罪名是非法吸收公眾存款,判五年監禁,並處罰金。
潘玲玲要輕一點,不過也需要蹲兩年大獄。
楊柯對這個結果不服,向更高一級法院提出上訴,不過最終結果是駁回他的上訴請求維持原判。
2017年,提籃橋監獄會見室。
一臉疲憊的朱鎖鎖拿起電話,凝神打量對麵穿著藍白雙色囚服的楊柯,這個曾幾何時氣魄乾雲,立誌要把葉謹言打倒在地的男人完全沒有了以往的自信和鬥誌,整個人看起來一下子老了很多歲,法令紋深得像刀砍斧劈過一般。
認真地想一想,也難怪他會如此,從一個人人豔羨,事業蒸蒸日上的成功企業家,一著不慎便落得今日地步,不僅一手建立的公司成了仇人的資產,本人也淪為階下囚,還連累自己的女朋友一起吃牢飯。
一年羈押、審判,五年徒刑,40多歲正是事業男性的黃金時間,等他出去都五十了,就算恢複乾勁兒也不可能有今日之精力和人脈,想東山再起,難,難如登天,這個殘酷的現實再加被構陷入獄催生的怨氣,他的精神狀態能好才怪。
“你還好嗎?”
楊柯往前提了提凳子,麵無表情說道:“能吃能喝能睡,挺好的。”
“對不起,是我連累了你。”朱鎖鎖說道:“如果我沒去你的公司上班,也不會害你破產入獄。”
楊柯說道:“這跟你沒有關係。”
朱鎖鎖說道:“怎麼沒有關係。

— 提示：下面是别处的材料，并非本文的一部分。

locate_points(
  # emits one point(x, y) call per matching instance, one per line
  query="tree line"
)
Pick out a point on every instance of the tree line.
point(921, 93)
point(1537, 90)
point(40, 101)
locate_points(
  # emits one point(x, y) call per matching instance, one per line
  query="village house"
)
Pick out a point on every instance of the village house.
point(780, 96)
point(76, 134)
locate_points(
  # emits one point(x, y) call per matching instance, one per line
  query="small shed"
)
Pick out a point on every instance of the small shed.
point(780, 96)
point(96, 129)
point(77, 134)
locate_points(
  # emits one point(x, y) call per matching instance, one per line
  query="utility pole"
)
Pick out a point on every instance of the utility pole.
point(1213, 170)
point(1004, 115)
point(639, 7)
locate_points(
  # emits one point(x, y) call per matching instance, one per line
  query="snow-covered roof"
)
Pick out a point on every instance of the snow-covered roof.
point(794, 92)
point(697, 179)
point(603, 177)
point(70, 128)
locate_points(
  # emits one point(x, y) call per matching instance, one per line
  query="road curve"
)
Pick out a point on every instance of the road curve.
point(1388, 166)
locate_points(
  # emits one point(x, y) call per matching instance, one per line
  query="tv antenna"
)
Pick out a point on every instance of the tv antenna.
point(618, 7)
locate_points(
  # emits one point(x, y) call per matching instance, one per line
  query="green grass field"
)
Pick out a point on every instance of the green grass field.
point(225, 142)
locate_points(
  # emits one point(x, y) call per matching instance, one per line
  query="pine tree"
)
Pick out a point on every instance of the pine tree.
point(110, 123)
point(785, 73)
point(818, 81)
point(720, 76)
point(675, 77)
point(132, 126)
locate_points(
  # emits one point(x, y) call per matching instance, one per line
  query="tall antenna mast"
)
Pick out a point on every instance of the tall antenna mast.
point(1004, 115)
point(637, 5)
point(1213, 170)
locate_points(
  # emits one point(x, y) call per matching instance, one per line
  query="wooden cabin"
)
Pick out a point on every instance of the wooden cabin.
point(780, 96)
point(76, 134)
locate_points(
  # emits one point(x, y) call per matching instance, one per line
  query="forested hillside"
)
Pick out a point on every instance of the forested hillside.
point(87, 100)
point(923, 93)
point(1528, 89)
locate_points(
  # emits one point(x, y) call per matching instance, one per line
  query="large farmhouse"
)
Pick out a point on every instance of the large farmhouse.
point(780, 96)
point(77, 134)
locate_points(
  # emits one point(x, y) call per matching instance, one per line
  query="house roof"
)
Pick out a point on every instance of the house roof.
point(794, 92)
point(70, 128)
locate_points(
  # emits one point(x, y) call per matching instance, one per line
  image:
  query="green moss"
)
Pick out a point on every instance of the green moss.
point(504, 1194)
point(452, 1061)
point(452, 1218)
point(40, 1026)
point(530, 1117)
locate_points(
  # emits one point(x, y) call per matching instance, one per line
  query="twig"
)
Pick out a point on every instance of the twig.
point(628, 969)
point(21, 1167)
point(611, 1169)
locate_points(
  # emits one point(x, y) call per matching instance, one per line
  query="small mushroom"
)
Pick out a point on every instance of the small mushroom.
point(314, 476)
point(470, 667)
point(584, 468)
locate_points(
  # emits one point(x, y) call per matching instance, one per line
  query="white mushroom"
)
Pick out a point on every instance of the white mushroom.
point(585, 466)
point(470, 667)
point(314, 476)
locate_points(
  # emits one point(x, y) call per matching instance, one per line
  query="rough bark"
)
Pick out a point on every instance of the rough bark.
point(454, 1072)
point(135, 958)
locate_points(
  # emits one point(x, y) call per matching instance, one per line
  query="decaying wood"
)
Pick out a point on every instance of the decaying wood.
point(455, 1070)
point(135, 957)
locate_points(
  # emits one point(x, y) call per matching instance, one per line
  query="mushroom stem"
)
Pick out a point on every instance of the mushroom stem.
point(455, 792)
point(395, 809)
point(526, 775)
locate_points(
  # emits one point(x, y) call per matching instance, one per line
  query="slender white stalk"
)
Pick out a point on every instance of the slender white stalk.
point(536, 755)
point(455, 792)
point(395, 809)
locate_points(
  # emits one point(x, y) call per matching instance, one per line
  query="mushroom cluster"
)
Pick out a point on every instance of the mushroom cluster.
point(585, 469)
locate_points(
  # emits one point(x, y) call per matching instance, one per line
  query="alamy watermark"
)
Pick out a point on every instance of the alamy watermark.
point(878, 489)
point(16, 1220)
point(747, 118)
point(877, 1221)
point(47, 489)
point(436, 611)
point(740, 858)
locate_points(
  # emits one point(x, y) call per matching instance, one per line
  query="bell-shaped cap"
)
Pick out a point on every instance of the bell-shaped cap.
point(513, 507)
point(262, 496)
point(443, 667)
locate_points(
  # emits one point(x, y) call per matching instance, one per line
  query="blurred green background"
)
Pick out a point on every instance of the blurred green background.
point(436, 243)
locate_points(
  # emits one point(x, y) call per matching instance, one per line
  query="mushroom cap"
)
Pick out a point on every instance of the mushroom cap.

”
楊柯說道:“當初章安仁讓我離你遠一點,一開始我答應了,後麵公司開起來,我再沒把他的警告當一回事,誰知道那家夥如此心狠手辣。”
一提起章安仁,楊柯恨得牙癢癢。
“上次艾珀爾來看我,說老葉也進來了。”
朱鎖鎖點點頭:“沒錯,也是上了章安仁的當。”
“嗬,有老葉作伴,這一仗輸得不是太冤。”楊柯說道:“你小心點兒,接下來的日子裡,我擔心他會把矛頭對準你。”
“他已經這麼做了。”
朱鎖鎖深吸一口氣,臉上難掩憤恨,自從趙瑪琳在網上發帖撕她,“朱鎖鎖”這個名字就成了人人喊打的對象,整整一年,沒有一個正式單位肯要她。期間有幾家媒體邀請她去參加節目,給錢不少,但工作內容是深化拜金女形象,跟嘉賓在台上鬥嘴互懟,從而引爆輿論,製造社會話題。
換句話說,她好比馬戲團裡賣笑取悅觀眾的小醜。
就在一個月前,還有一位媽媽桑打來電話,問她有沒有興趣做公關類的工作,錢好說。
公關?什麼樣的公關能掙大錢?答案顯而易見。
她知道很多人仇視葉謹言這個用房子敲骨吸髓的資本家,如果能玩弄她的女人,出一口惡氣,多掏點錢無所謂。
她從未搞過破鞋,但是故事的最後,在大眾輿論和網絡暴力的攻擊下,她被坐實了破鞋的惡名,連帶著舅舅舅媽都當眾表示沒有她這樣的外甥女。